As niche workouts come and go, the tried-and-true outdoor workout, whether it be a run, ride or anything else under the sun (or moon), has proven that it's here to stay. Most of us have enjoyed a late fall run as the leaves are changing or a fun HIIT workout on the beach. But what happens when winter creeps in, it's dark for over half the day and there's snow everywhere?
Luckily, if working out outside is your thing, it doesn't need to stop just because temps fall below zero. Exercise physiologist and program director for the Orlando Track Shack Foundation Susan Paul told Women's Health that it's actually safe to workout outdoors until the thermometer hits 20 degrees below zero. After it gets below that, may we suggest hot yoga?
In the article, Paul advised to wear moisture-wicking fabrics to make sure you stay cold and dry. But don't go grabbing your parka! If you're working up a sweat outside you have the potential to feel about 2o degrees warmer. Although hats, gloves and warm socks are endorsed.
However, there are some safety precautions to keep in mind before grabbing your leggings and hitting the snow. First, windchill makes everything worse — in temps below -15 combined with windchill, exposed skin can get frostbitten in under 30 minutes.
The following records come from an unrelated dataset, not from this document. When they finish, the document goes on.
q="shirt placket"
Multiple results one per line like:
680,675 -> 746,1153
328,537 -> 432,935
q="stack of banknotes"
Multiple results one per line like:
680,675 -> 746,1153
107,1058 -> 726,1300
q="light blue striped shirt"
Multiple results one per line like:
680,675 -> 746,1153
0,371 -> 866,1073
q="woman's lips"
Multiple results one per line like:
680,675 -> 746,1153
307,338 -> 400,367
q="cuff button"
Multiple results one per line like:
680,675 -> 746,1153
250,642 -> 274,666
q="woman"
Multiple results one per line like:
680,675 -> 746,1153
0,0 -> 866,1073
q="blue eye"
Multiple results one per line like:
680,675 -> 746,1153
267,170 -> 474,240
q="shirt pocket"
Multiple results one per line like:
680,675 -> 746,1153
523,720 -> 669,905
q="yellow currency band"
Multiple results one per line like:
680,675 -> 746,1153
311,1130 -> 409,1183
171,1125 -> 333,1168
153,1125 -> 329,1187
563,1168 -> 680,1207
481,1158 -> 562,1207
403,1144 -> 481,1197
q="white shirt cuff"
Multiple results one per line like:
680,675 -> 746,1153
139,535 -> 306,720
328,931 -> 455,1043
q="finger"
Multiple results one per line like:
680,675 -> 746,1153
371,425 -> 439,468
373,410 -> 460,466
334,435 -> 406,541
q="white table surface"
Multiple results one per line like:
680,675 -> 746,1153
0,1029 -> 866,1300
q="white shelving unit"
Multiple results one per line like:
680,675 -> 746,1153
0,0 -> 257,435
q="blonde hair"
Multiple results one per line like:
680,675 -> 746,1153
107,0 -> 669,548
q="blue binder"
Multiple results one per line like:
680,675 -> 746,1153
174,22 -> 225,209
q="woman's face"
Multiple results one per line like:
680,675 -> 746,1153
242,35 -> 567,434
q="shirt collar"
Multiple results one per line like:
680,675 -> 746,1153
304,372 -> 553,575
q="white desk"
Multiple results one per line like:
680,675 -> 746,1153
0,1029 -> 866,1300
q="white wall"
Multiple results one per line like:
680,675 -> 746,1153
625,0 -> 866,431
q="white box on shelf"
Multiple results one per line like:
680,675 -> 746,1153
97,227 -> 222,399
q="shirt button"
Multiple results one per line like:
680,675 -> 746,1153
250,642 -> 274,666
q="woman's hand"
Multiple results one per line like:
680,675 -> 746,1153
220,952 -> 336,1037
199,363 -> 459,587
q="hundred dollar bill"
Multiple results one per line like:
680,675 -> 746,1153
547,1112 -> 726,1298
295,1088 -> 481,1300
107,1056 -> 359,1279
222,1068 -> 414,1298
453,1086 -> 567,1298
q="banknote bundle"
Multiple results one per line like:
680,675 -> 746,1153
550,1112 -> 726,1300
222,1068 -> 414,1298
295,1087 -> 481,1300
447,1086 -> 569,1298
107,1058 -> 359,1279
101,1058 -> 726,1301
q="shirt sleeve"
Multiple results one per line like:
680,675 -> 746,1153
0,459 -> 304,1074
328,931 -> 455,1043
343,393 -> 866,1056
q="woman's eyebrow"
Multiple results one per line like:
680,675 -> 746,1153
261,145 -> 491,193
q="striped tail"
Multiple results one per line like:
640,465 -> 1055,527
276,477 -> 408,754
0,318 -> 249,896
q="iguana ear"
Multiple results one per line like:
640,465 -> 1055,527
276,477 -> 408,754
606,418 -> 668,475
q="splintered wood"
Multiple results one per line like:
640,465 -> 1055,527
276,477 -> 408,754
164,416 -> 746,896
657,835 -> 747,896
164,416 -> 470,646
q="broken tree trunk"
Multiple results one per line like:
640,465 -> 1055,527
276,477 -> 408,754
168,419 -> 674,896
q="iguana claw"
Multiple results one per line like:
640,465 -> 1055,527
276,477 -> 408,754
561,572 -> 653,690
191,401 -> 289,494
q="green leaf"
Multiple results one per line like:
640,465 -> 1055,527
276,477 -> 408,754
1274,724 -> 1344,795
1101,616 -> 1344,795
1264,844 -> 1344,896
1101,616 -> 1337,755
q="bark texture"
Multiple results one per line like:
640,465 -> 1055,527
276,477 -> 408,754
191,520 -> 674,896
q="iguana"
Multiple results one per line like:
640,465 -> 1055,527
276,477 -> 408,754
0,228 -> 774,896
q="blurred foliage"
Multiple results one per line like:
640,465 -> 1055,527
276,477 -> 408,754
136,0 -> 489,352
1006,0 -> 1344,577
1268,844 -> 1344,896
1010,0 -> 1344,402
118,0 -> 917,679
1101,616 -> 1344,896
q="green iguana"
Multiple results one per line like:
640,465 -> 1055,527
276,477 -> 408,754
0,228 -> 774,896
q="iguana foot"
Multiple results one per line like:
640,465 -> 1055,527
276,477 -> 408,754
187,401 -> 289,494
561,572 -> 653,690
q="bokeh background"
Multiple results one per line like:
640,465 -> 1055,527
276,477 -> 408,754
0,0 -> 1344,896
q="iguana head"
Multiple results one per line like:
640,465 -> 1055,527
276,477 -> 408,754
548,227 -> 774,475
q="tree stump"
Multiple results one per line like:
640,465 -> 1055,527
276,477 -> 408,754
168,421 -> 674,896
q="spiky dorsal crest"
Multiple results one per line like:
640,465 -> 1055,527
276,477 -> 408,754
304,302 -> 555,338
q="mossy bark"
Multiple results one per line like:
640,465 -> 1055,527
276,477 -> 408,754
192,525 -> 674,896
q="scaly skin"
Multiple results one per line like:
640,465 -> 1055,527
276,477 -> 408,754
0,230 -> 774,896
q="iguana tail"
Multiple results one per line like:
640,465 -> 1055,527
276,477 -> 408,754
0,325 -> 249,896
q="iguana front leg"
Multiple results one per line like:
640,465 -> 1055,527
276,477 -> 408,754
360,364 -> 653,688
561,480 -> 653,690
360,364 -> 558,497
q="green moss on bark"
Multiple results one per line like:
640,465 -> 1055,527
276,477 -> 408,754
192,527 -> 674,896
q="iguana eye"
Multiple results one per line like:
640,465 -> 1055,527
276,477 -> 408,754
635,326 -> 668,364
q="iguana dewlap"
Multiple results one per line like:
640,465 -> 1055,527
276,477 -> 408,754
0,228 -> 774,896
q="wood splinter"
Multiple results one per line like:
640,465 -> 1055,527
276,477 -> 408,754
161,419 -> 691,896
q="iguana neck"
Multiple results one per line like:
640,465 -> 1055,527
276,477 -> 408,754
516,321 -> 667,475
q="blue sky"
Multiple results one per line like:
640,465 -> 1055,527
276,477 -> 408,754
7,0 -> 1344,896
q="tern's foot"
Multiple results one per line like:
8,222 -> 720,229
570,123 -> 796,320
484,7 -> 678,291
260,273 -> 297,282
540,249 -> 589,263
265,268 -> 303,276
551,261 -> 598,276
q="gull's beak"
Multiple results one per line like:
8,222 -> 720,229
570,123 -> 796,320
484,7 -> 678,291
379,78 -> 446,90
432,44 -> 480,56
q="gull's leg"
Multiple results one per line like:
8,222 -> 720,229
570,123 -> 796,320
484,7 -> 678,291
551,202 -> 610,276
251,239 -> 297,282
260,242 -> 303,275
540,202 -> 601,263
Frostbite starts with numbness, followed by tingling or burning. If you think that's happening to you, don't work it out. Head back inside and put the area under lukewarm water.
Next, the rain and wind are not your friends. The body has trouble managing its temp when it's soaking wet. Don't make it harder for your body when you're already going through a grueling workout.
Listen to your body last but not least. There are many other alternatives to working out outside, but if your heart is set on a scenic countryside jog, then just refer to our tips above for a semi-enjoyable experience.